S120、基于所述多个图像特征图，确定所述目标图像中每个像素点属于前景的第一概率和属于背景的第二概率。S120. Based on the multiple image feature maps, determine a first probability of each pixel in the target image belonging to the foreground and a second probability of belonging to the background.

在本公开实施例中，可以先对多个图像特征图进行上采样处理，使不同预设尺度的图像特征图具有相同的尺度后，将上采样处理后的各个图像特征图进行拼接，再基于拼接后的特征图，确定目标图像中每个像素点属于前景的第一概率和属于背景的第二概率。In the embodiment of the present disclosure, multiple image feature maps may be up-sampling processing first, so that the image feature maps of different preset scales have the same scale, and then each image feature map after the up-sampling processing is spliced, and then based on The spliced feature map determines the first probability of each pixel in the target image belonging to the foreground and the second probability of belonging to the background.

S130、基于所述多个图像特征图、所述目标图像中每个像素点属于前景的第一概率和属于背景的第二概率，对所述目标图像进行全景分割。S130. Perform panoramic segmentation on the target image based on the multiple image feature maps, the first probability that each pixel in the target image belongs to the foreground and the second probability that each pixel in the target image belongs to the background.

在本公开实施例中，对目标图像进行全景分割，能够确定目标图像中的背景以及前景中的对象的边界框和实例类别。In the embodiment of the present disclosure, the panoramic segmentation of the target image can determine the bounding box and instance category of the background in the target image and the object in the foreground.

在本公开实施例中，可以基于第一概率和第二概率对图像特征图中的对应于目标图像中的前景的特征像素点和对应于目标图像中的背景的特征像素点进行加强处理，从而有利于实现对目标图像中像素点的精准分割，即有利于提高对目标图像进行全景分割的准确度。In the embodiments of the present disclosure, the feature pixel points corresponding to the foreground in the target image and the feature pixel points corresponding to the background in the target image in the image feature map can be enhanced based on the first probability and the second probability, thereby It is beneficial to achieve precise segmentation of pixels in the target image, that is, it is beneficial to improve the accuracy of panoramic segmentation of the target image.
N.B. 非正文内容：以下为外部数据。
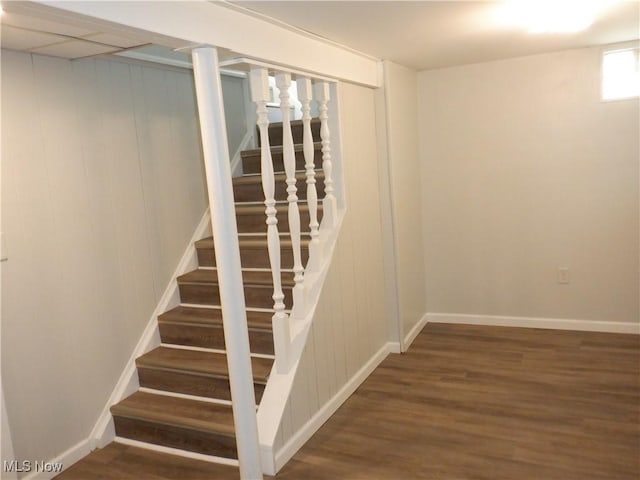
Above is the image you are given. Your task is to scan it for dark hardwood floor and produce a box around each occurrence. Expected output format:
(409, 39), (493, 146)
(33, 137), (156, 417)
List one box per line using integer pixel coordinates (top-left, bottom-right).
(57, 324), (640, 480)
在一些实施例中，如图3所示，上述确定目标图像对应于不同的预设尺度的多个图像特征图，可以利用如下步骤S310-S330实现。In some embodiments, as shown in FIG. 3, the above-mentioned determining that the target image corresponds to multiple image feature maps of different preset scales may be implemented by using the following steps S310-S330.

S310、对目标图像进行特征提取，得到每个预设尺度的第一特征图。S310: Perform feature extraction on the target image to obtain a first feature map of each preset scale.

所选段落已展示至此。